Будучи стажером, он попал на спецлиткомбинат имени Максима Сладкого. И сейчас Верижников мечтает лишь обо одном: «Чтоб всё тут сгорело синим пламенем!»
— Ты не пререкайся. Я твой начальник, а ты всего лишь стажер. Задача непростая, но выполнишь.
Коллектив укоряюще смотрел на Верижникова. Фома Каляка, человек с лицом, уродливым из-за крайне бугристого носа, испытующе улыбался, ожидая развязки. Нужин, литработник третьей, то есть высшей категории, скрестив руки крякал в один такт Маклакова. И Кержак, литработник первой категории, проработавший двадцать или тридцать лет в этом цеху, наклонился к уху стажера и спросил: «Ну, чего бухтишь? Зачем раскачиваешь лодку?»
Но Верижников стоял на своем. Понимая, что сейчас его хотят развести, что его прежний и весьма патриотический альтруизм был изгажен сапогом лицемерия, он наконец встал в позу и принялся отстаивать свою правоту.
Всё началось полгода тому назад. В литературный институт позвонили, и женский голос взволнованно потребовал срочную замену: «Пришлите на выручку кого-нибудь заместо выбывшего работника. Понимаете, мы за ним железно забронировали под сектор мистицизации культмасспродукта, а его перевели в оперативную группу магического реализма», — с досадой говорили по телефону. Вскорости подобрали старшекурсника Верижникова, считавшегося «золотой серединой»: не чурается работы, исполнителен, даже книги какие-то читал. Сверху — присыпка харизмой и добродушия.

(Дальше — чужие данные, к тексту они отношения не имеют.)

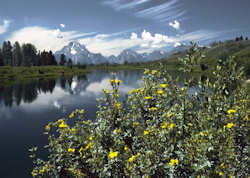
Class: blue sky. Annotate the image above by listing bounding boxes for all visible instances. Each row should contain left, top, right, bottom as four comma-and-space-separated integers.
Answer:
0, 0, 250, 56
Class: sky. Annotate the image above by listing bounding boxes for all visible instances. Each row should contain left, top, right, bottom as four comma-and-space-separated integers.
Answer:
0, 0, 250, 56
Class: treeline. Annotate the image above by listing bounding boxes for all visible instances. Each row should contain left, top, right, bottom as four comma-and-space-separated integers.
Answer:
0, 41, 72, 67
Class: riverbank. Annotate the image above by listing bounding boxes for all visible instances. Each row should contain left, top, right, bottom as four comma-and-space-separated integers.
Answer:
0, 66, 90, 85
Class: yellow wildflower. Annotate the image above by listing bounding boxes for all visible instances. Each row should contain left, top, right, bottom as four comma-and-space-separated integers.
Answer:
83, 120, 89, 125
144, 69, 149, 74
227, 109, 236, 114
152, 70, 157, 75
31, 169, 37, 177
161, 83, 167, 89
243, 116, 249, 121
78, 147, 83, 153
57, 119, 64, 123
104, 90, 109, 94
45, 124, 51, 131
115, 129, 121, 134
71, 128, 76, 133
149, 107, 157, 111
134, 122, 139, 126
39, 167, 46, 174
227, 123, 235, 129
109, 150, 118, 159
168, 113, 174, 117
115, 103, 121, 109
157, 90, 163, 94
169, 123, 174, 129
129, 89, 136, 95
168, 159, 178, 166
79, 109, 84, 114
143, 130, 149, 135
115, 80, 122, 85
128, 155, 135, 163
124, 146, 128, 151
161, 122, 168, 129
68, 148, 75, 153
58, 122, 68, 128
110, 79, 115, 85
69, 112, 75, 119
85, 142, 93, 150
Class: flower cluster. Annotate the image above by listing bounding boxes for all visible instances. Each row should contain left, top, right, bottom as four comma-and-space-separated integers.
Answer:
32, 43, 250, 177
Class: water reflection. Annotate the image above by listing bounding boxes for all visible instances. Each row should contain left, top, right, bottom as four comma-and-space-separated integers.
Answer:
0, 71, 143, 178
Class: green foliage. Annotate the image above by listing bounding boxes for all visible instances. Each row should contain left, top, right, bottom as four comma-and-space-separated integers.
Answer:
30, 44, 250, 177
59, 54, 66, 66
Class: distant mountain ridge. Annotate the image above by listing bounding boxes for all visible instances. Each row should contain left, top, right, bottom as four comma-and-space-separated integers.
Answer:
55, 42, 187, 65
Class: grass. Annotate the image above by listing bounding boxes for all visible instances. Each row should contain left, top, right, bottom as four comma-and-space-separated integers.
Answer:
0, 66, 90, 85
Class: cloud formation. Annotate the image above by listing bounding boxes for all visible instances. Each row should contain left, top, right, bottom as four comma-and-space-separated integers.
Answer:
0, 20, 10, 35
169, 20, 180, 30
103, 0, 186, 23
79, 30, 219, 56
6, 26, 94, 52
60, 23, 65, 28
6, 26, 219, 56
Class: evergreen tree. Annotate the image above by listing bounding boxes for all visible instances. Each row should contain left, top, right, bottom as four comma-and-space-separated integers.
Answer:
48, 51, 57, 65
22, 43, 37, 66
59, 54, 66, 66
0, 48, 4, 66
67, 58, 73, 69
12, 41, 23, 66
2, 41, 13, 66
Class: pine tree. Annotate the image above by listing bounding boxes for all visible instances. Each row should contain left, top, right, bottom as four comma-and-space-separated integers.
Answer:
22, 43, 37, 66
67, 58, 73, 69
2, 41, 13, 66
13, 41, 23, 66
59, 54, 66, 66
0, 48, 4, 66
48, 51, 57, 65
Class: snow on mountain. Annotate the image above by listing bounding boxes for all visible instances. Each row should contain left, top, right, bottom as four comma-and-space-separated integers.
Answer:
55, 42, 187, 64
55, 42, 107, 64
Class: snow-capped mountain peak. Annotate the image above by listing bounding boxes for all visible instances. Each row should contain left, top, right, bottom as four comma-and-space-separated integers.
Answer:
55, 41, 188, 64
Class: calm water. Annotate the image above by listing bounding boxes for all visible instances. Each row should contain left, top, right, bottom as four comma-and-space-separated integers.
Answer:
0, 71, 142, 178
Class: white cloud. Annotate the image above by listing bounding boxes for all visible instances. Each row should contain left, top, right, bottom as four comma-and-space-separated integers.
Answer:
130, 32, 137, 40
103, 0, 150, 11
79, 30, 222, 56
103, 0, 186, 23
60, 23, 65, 28
7, 26, 93, 52
174, 42, 181, 48
0, 20, 10, 34
169, 20, 180, 30
6, 26, 221, 56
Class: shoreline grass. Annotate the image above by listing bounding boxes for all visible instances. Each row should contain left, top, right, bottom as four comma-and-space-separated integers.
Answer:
0, 66, 90, 83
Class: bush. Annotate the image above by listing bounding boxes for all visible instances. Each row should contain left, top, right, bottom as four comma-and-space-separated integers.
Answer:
30, 44, 250, 177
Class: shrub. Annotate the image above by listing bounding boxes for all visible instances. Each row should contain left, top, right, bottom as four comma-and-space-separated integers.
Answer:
31, 44, 250, 177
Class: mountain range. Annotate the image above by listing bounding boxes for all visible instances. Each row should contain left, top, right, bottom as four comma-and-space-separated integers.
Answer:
55, 41, 188, 65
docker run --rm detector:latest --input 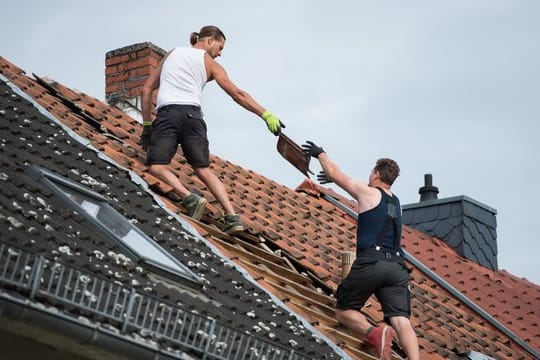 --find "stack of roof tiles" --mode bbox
[0,54,540,359]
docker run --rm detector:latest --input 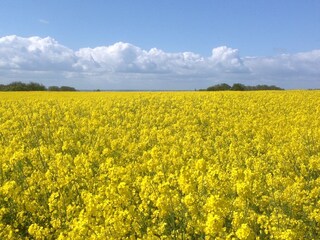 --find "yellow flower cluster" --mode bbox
[0,91,320,239]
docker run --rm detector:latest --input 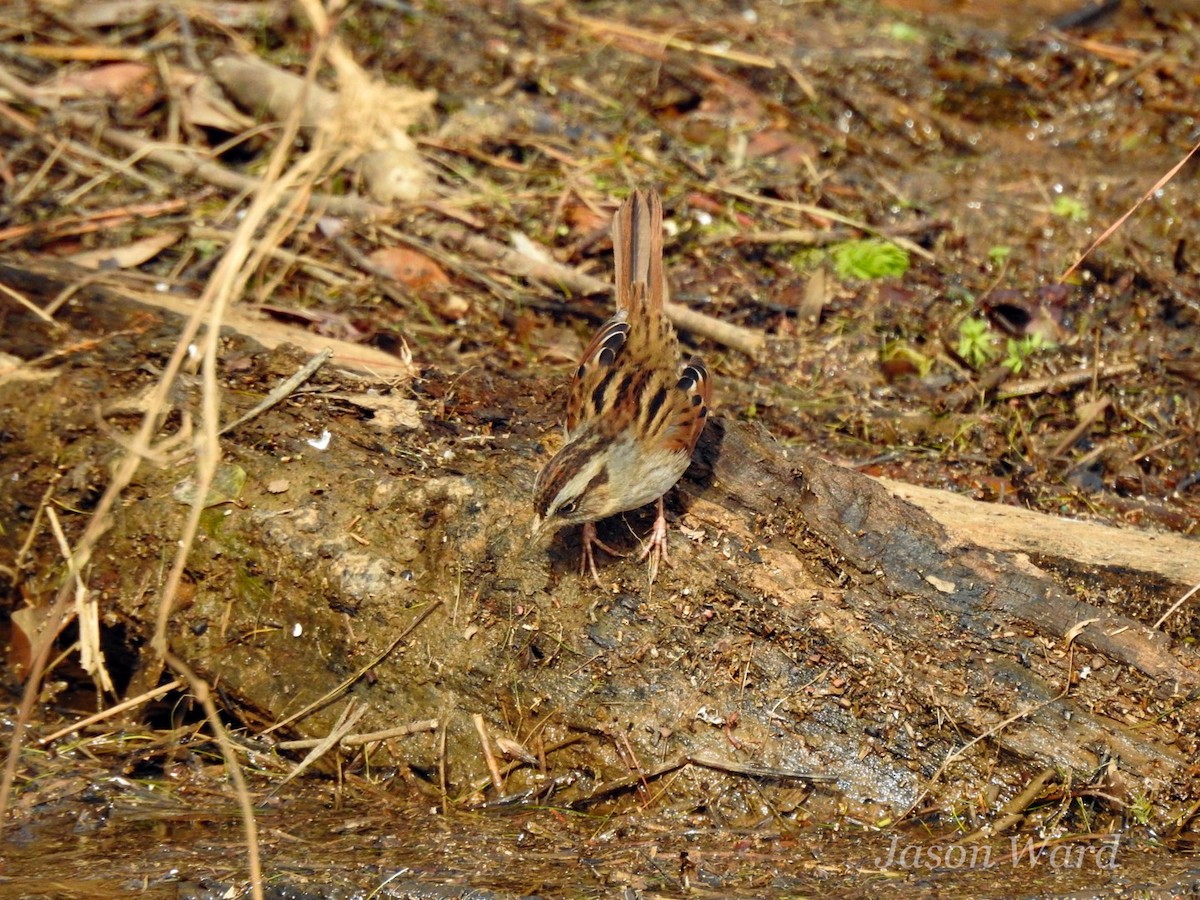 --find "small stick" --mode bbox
[1154,581,1200,629]
[217,349,334,437]
[276,719,440,750]
[268,697,370,797]
[437,222,767,356]
[37,678,185,746]
[470,713,504,793]
[263,600,442,734]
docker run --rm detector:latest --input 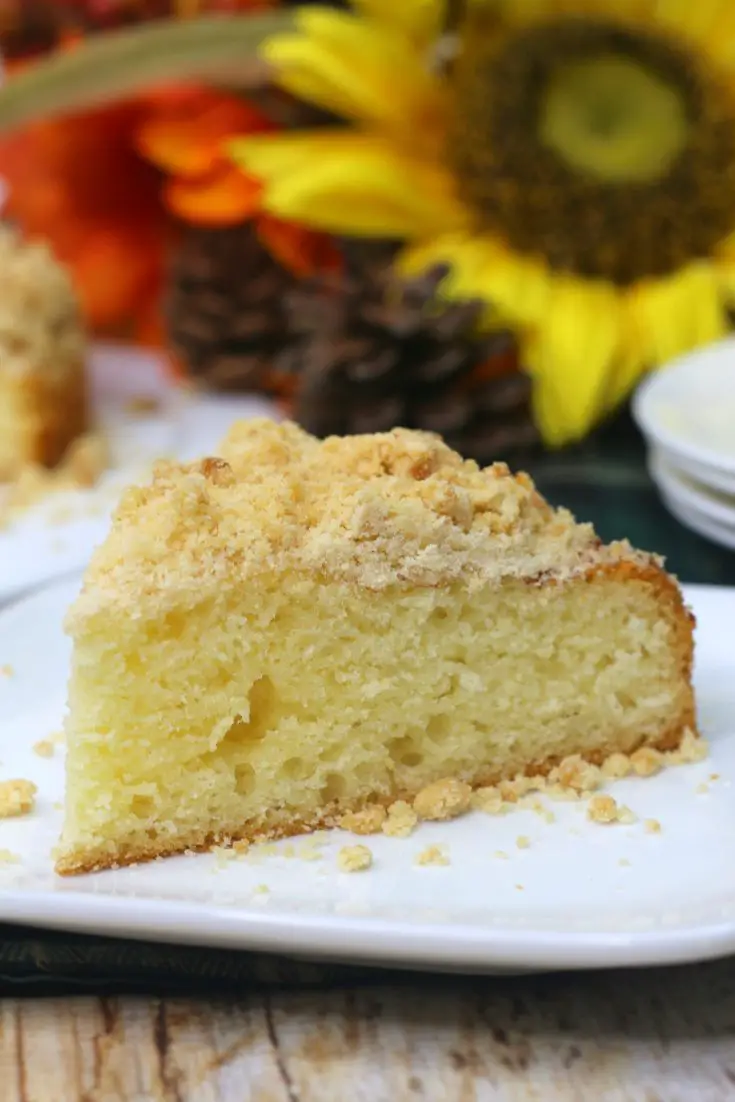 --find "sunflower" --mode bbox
[231,0,735,445]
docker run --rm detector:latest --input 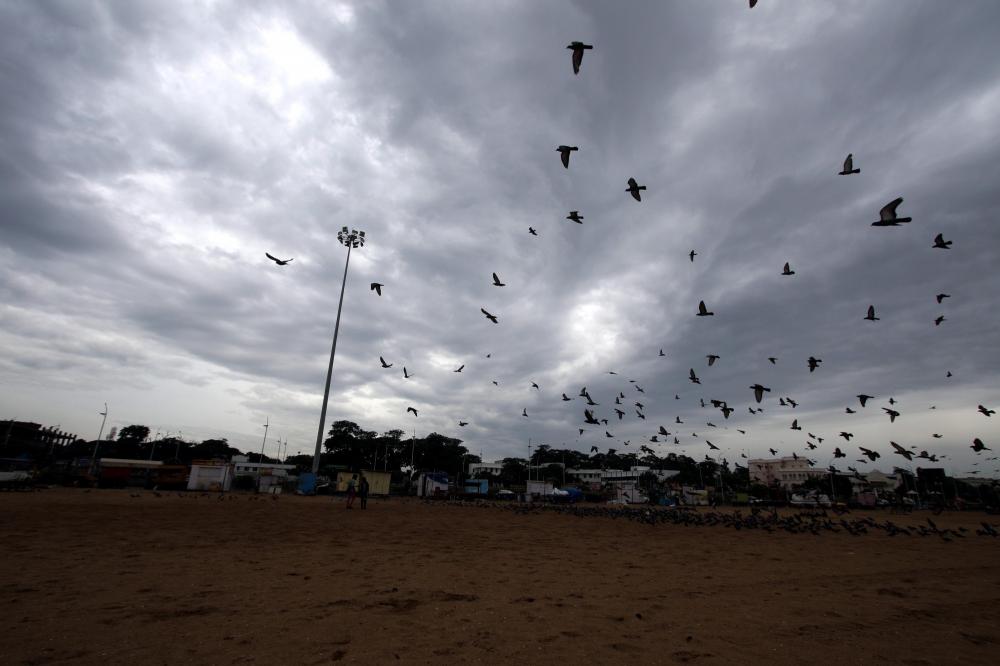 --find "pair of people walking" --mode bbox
[347,474,369,509]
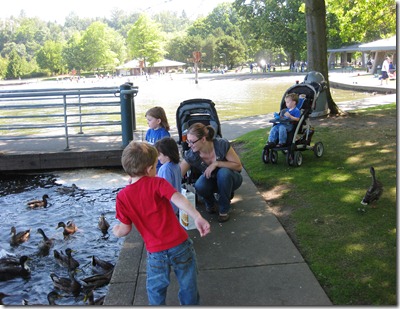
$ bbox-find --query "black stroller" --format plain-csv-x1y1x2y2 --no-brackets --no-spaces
262,81,326,166
176,99,222,184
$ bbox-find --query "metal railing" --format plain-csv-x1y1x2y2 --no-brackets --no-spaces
0,83,138,150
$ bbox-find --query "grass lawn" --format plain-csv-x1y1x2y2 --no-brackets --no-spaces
233,104,397,305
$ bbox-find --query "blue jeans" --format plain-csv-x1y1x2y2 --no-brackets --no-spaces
194,167,243,214
146,238,200,305
268,123,293,144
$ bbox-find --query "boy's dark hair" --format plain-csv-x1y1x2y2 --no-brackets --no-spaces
144,106,169,131
121,141,158,177
154,137,179,164
187,122,215,141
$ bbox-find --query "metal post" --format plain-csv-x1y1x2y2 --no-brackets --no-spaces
119,83,136,147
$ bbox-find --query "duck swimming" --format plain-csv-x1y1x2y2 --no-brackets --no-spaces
56,221,78,238
97,214,110,235
54,248,79,270
10,226,31,246
50,271,82,297
0,255,31,281
26,194,49,209
37,228,54,256
22,291,62,306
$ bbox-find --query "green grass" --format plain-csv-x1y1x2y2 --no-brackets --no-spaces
233,104,397,305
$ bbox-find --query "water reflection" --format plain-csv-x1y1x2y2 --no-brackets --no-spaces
0,169,127,305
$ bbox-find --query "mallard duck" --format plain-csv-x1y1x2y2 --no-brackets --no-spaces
98,214,110,235
10,226,31,246
0,292,10,305
50,270,82,297
92,255,114,272
56,221,78,237
54,248,79,270
22,291,62,306
26,194,49,208
361,166,383,205
0,255,31,281
83,289,106,306
37,228,54,256
82,270,113,289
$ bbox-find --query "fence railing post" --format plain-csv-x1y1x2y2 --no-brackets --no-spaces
119,83,136,147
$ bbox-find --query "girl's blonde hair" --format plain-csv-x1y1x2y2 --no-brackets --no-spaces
144,106,169,131
121,141,158,177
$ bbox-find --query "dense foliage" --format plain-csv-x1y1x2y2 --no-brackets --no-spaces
0,0,396,78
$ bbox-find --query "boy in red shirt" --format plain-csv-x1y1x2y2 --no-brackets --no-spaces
113,141,210,305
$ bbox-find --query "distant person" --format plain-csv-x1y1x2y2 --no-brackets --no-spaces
145,106,171,170
155,137,182,216
113,141,210,306
381,57,390,85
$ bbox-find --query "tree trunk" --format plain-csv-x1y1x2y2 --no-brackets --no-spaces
305,0,340,115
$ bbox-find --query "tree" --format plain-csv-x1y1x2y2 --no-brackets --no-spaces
36,41,65,73
305,0,339,115
127,14,166,66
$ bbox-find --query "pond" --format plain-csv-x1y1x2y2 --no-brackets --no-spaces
0,169,128,305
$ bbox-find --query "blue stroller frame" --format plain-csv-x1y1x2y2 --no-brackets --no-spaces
261,82,325,167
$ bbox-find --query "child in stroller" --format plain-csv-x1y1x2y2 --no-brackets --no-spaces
268,93,300,148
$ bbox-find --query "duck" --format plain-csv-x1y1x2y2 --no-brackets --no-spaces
54,248,79,270
22,291,62,306
92,255,114,272
97,214,110,235
26,194,49,209
0,255,31,281
82,270,113,289
37,228,54,256
83,289,106,306
361,166,383,208
50,270,82,297
10,226,31,246
56,221,78,238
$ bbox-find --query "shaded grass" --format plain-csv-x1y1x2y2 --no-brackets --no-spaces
233,104,397,305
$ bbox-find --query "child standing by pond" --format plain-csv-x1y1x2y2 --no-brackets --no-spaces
155,137,182,216
113,141,210,305
145,106,171,170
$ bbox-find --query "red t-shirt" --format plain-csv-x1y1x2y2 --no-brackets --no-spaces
116,176,188,252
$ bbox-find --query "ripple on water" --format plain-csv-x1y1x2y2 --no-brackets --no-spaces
0,169,128,305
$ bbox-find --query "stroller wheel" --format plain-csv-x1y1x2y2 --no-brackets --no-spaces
269,150,278,164
261,148,269,164
313,142,324,158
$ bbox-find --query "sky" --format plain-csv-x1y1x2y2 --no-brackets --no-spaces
0,0,234,24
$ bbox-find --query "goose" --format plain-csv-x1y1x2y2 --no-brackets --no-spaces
54,248,79,270
10,226,31,246
37,228,54,256
361,166,383,208
0,255,31,281
26,194,49,208
82,270,113,289
50,270,82,297
22,291,62,306
92,255,114,272
56,221,78,238
98,214,110,235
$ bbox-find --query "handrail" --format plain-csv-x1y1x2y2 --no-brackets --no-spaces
0,84,138,150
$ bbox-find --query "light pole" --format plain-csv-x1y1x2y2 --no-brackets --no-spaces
219,53,226,68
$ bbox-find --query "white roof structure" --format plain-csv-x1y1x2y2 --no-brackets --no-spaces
358,36,397,51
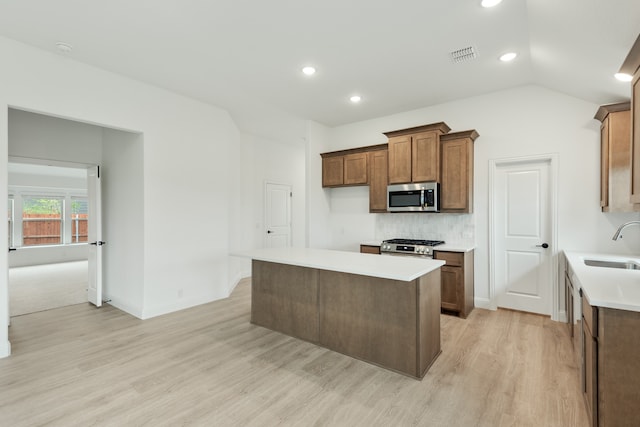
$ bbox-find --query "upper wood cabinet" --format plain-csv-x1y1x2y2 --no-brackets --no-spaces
369,149,389,212
594,102,640,212
384,122,451,184
620,36,640,203
322,156,344,187
440,130,479,213
320,144,387,187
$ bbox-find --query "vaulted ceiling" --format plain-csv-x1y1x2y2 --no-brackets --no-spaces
0,0,640,135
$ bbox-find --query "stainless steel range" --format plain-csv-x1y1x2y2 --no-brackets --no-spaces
380,239,444,258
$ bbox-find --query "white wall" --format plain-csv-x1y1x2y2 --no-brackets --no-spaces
0,38,248,356
306,121,332,249
232,134,307,277
309,86,640,316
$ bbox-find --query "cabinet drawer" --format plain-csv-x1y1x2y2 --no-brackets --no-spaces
580,291,598,338
433,251,464,267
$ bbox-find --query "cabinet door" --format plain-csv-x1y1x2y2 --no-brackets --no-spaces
600,117,609,208
369,150,389,212
344,153,368,185
322,156,344,187
564,274,575,338
440,265,464,311
389,135,411,184
411,132,440,182
440,138,473,213
582,318,598,427
631,69,640,203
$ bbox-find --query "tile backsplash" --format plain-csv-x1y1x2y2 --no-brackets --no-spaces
375,213,475,242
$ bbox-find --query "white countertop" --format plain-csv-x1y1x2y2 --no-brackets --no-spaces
433,242,476,252
565,252,640,312
231,248,444,282
360,240,476,252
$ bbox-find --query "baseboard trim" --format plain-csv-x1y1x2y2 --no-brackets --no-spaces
0,340,11,359
473,297,496,311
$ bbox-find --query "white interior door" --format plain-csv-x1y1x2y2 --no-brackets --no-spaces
492,159,553,314
87,166,104,307
265,182,292,248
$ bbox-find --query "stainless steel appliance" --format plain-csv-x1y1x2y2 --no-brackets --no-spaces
387,182,440,212
380,239,444,258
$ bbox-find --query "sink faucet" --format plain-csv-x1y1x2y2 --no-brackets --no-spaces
613,221,640,240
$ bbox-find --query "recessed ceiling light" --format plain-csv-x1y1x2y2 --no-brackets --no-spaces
302,67,316,76
500,52,518,62
480,0,502,7
56,42,73,53
614,73,633,82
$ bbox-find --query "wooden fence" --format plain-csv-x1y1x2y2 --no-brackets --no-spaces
22,214,88,246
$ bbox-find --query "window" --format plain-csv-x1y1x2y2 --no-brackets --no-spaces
22,196,63,246
71,197,89,243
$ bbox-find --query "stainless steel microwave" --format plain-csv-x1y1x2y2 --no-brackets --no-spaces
387,182,440,212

Поначалу всё шло прекрасно. Маклаков и Дурноглядов, главный литературный инженер цеха обогащения, по совместительству правая рука начальника цеха, души в нем не чаяли. Положительно к нему отнеслась сменная бригада из литработников, куда приписали стажера: Каляка, Нужин и Кержак уже предвкушали, как избавятся от чернухи, спихнут её на новенького. Добрый Верижников, верный стажер и честный человек, делал всё как надо.